In the third big Sundance deal of the day -- all involving comedies, to one degree or another -- Focus Features has acquired Hamlet 2, according to Lou Lumenick of New York Post. (And confirmed a few minutes later by Anne Thompson of Variety). The film stars Steve Coogan as an "ex-actor, ex-user, relentless dreamer, and sometimes-delusional high school teacher" who stages his own unusual adaptations (e.g. Erin Brockovich). Facing budget cuts and student rebellion, he decides to go for broke and mount his most ambitious production: his self-penned sequel to Hamlet.

Anne Thompson fleshed out the story with the purchase price ($10 million) and the specific rights (worldwide). She says the deal was closed "in the wee hours Tuesday morning ... after an intense bidding war." As she points out, the figure is quite high for Sundance, putting Hamlet 2 in the exclusive neighborhood previously occupied only by titles like Spitfire Grill (a bomb) and Little Miss Sunshine (a hit).

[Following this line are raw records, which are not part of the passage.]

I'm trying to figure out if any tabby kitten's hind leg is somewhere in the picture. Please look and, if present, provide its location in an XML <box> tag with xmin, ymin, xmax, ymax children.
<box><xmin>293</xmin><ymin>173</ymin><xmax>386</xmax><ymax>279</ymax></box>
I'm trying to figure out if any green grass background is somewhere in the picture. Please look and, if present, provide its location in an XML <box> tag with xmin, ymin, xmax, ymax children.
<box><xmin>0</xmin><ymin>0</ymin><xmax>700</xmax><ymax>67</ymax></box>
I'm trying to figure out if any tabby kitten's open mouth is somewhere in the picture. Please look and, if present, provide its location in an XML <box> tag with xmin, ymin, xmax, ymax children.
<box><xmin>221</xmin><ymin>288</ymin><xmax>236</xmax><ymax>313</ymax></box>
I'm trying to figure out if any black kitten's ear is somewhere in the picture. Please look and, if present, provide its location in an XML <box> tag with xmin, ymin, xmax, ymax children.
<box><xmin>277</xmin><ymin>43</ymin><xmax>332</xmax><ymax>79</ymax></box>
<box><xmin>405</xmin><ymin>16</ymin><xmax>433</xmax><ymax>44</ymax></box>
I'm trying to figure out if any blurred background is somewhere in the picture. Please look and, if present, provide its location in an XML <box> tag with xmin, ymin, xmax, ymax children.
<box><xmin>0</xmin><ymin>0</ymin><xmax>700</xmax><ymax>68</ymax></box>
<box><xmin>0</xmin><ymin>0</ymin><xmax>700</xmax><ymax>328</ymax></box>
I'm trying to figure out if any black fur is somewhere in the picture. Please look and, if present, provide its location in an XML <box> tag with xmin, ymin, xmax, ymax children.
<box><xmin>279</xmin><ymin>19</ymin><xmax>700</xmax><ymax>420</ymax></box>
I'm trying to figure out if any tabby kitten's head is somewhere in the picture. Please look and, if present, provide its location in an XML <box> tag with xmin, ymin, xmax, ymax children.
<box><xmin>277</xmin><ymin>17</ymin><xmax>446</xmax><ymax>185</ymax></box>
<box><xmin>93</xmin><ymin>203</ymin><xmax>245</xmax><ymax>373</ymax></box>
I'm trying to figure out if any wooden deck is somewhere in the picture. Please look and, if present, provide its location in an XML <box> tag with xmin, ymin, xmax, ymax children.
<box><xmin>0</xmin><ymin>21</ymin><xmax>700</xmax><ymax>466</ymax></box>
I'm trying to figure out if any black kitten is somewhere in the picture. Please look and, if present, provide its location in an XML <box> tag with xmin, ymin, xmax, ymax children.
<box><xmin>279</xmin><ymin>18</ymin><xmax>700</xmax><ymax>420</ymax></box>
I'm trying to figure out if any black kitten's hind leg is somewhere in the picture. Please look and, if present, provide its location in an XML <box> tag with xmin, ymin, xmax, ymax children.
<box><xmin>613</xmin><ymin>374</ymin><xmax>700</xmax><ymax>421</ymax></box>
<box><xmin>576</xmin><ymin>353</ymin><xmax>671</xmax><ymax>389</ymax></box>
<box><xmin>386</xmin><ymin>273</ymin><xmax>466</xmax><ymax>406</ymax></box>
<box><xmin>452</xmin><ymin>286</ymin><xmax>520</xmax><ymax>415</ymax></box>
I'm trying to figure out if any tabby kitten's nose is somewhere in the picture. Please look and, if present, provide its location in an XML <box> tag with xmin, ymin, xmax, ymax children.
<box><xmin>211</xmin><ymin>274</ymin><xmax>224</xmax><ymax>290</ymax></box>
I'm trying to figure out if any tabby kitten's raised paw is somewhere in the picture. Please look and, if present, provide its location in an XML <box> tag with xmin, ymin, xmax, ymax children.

Monika gushed a few days ago about director Andrew Fleming'sThreesome, which debuted at Sundance back in 1994, but his career since then has been mixed. Most recently, he made Nancy Drew and before that, the very flat remake The In-Laws. However, the concept for Hamlet 2 sounds funny, Steve Coogan can be a very funny actor, and other members of the cast (Catherine Keener, Amy Poehler, David Arquette) make me optimistic about the film's prospects.